Eine Verweisung an das zuständige Gericht ist nach dem Strafvollzugsgesetz nicht vorgesehen. Die bestehende Lücke kann durch die entsprechende Anwendung einer Vorschrift der Strafprozessordnung (vgl. § 120 Abs. 1 StVollzG) nicht geschlossen werden. Eine angemessene Lösung ergibt sich im Wege lückenausfüllender Rechtsfindung nur durch eine entsprechende Anwendung des § 83 VwGO. Das Verfahren nach §§ 109 ff.
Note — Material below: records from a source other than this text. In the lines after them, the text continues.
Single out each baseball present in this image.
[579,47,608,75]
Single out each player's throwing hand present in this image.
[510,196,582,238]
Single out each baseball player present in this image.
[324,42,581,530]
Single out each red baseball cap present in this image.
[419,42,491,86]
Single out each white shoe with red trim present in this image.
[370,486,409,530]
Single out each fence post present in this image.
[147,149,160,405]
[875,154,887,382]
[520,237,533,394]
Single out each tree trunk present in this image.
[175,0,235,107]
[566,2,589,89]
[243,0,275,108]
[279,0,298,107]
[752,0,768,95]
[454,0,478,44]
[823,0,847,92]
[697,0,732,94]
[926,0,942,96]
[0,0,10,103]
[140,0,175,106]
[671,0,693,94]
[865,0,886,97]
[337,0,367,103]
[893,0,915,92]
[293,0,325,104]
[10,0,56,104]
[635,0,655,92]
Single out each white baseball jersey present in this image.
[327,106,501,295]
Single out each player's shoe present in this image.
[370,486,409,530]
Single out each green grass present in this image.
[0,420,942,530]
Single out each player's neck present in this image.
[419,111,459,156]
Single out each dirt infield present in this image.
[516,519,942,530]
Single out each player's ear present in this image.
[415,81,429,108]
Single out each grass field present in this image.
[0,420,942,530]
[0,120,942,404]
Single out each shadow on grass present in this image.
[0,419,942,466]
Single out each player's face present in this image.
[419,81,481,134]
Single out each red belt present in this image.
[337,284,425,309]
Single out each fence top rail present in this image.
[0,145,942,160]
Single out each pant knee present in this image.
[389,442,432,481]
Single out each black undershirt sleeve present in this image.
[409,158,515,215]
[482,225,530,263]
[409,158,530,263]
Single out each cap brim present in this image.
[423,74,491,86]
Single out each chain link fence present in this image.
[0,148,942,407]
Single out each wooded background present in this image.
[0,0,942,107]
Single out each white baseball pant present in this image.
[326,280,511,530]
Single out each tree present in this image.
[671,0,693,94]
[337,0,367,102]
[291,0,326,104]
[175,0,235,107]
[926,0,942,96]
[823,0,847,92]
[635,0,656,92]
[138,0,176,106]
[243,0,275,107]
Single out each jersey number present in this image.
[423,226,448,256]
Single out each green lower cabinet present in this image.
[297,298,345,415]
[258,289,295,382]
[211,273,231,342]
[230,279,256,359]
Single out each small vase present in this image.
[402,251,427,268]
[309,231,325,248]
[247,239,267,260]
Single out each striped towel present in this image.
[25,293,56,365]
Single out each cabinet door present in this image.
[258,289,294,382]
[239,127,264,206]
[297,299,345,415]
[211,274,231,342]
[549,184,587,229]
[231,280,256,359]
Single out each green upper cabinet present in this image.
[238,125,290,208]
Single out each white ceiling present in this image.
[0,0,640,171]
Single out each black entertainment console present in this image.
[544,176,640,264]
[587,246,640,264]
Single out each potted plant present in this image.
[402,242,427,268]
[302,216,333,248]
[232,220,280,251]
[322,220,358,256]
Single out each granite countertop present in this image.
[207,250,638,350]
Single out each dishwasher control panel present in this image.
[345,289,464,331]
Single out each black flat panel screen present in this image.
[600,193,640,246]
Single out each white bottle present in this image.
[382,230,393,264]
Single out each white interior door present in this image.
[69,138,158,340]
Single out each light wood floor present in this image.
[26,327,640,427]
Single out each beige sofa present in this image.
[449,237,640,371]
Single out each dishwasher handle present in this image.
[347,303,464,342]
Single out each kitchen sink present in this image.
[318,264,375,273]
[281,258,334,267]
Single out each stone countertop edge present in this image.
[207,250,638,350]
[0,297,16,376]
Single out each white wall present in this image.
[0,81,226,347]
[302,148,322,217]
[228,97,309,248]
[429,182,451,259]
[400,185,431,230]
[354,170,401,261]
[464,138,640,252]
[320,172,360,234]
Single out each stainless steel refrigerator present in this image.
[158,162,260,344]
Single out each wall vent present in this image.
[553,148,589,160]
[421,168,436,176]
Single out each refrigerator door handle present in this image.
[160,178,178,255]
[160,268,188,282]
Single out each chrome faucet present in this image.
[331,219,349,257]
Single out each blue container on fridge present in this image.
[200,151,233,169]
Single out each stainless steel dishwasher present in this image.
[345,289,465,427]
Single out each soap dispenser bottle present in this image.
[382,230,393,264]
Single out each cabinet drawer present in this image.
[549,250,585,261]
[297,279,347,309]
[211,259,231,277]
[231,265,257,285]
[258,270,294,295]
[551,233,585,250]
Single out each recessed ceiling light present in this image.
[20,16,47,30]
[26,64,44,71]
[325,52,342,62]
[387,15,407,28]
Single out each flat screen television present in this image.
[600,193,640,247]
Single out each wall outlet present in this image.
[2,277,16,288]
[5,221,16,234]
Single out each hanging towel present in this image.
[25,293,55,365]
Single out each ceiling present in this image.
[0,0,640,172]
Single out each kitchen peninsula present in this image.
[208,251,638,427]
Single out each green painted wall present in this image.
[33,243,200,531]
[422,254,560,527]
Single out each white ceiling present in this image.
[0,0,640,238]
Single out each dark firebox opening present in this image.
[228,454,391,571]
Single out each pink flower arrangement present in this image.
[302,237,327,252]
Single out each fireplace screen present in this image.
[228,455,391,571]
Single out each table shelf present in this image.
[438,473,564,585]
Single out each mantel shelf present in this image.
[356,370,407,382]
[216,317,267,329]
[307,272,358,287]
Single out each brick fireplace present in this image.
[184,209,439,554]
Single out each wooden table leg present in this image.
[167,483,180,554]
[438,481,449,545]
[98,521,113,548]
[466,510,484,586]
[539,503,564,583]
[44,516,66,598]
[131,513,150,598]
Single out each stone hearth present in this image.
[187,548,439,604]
StVollzG ist dem Verwaltungsgerichtsprozess verwandt. Das Bedürfnis, eine Verweisung zuzulassen, besteht bei einem vor einer unzuständigen Strafvollstreckungskammer anhängigen Antrag auf gerichtliche Entscheidung gleichermaßen wie im Verwaltungsrechtsstreit (vgl. BGH NStZ 1989, 196 f).

In entsprechender Anwendung des § 83 VwGO ist im Falle örtlicher Unzuständigkeit § 17 a Abs. 2 GVG entsprechend anzuwenden. Danach hat die Strafvollstreckungskammer nach Anhörung des Antragstellers ihre Unzuständigkeit auszusprechen und die Sache an das zuständige Gericht zu verweisen.

Da eine Anhörung des Antragstellers bereits stattgefunden hat, ist die Sache in Bezug auf die Verweisung spruchreif (§ 119 Abs. 4 Satz 2 StVollzG), sodass der Senat insoweit selbst entscheiden kann.

Die Festsetzung des Streitwerts beruht auf §§ 48 a, 13 GKG.